[<prev] [next>] [<thread-prev] [thread-next>] [day] [month] [year] [list]
Message-ID: <CAJ+HfNjf9kZJUnD96gOhPgHKW9rGdtFfn9MFpmjaQ32JpR2MQQ@mail.gmail.com>
Date: Mon, 13 Nov 2017 22:07:47 +0900
From: Björn Töpel <bjorn.topel@...il.com>
To: Bjorn Topel <bjorn.topel@...il.com>,
"Karlsson, Magnus" <magnus.karlsson@...el.com>,
"Duyck, Alexander H" <alexander.h.duyck@...el.com>,
Alexander Duyck <alexander.duyck@...il.com>,
John Fastabend <john.fastabend@...il.com>,
Alexei Starovoitov <ast@...com>,
Jesper Dangaard Brouer <brouer@...hat.com>,
michael.lundkvist@...csson.com, ravineet.singh@...csson.com,
Daniel Borkmann <daniel@...earbox.net>,
Netdev <netdev@...r.kernel.org>,
Willem de Bruijn <willemdebruijn.kernel@...il.com>,
Tushar Dave <tushar.n.dave@...cle.com>, eric.dumazet@...il.com
Cc: Björn Töpel <bjorn.topel@...el.com>,
jesse.brandeburg@...el.com, anjali.singhai@...el.com,
rami.rosen@...el.com, jeffrey.b.shaw@...el.com,
ferruh.yigit@...el.com, qi.z.zhang@...el.com, davem@...emloft.net
Subject: Re: [RFC PATCH 00/14] Introducing AF_PACKET V4 support
2017-10-31 13:41 GMT+01:00 Björn Töpel <bjorn.topel@...il.com>:
> From: Björn Töpel <bjorn.topel@...el.com>
>
[...]
>
> We'll do a presentation on AF_PACKET V4 in NetDev 2.2 [1] Seoul,
> Korea, and our paper with complete benchmarks will be released shortly
> on the NetDev 2.2 site.
>
We're back in the saddle after an excellent netdevconf week. Kudos to
the organizers; We had a blast! Thanks for all the constructive
feedback.
I'll summarize the major points, that we'll address in the next RFC
below.
* Instead of extending AF_PACKET with yet another version, introduce a
new address/packet family. As for naming had some name suggestions:
AF_CAPTURE, AF_CHANNEL, AF_XDP and AF_ZEROCOPY. We'll go for
AF_ZEROCOPY, unless there're no strong opinions against it.

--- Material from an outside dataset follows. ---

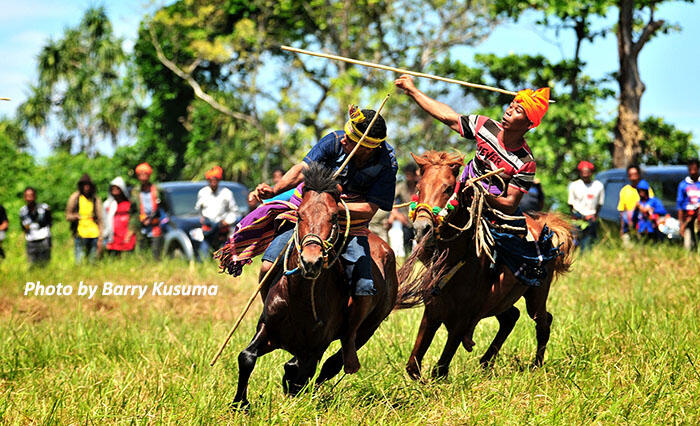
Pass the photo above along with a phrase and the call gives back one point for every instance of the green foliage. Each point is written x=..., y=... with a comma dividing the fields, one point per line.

* No explicit zerocopy enablement. Use the zeropcopy path if
supported, if not -- fallback to the skb path, for netdevs that
don't support the required ndos. Further, we'll have the zerocopy
behavior for the skb path as well, meaning that an AF_ZEROCOPY
socket will consume the skb and we'll honor skb->queue_mapping,
meaning that we only consume the packets for the enabled queue.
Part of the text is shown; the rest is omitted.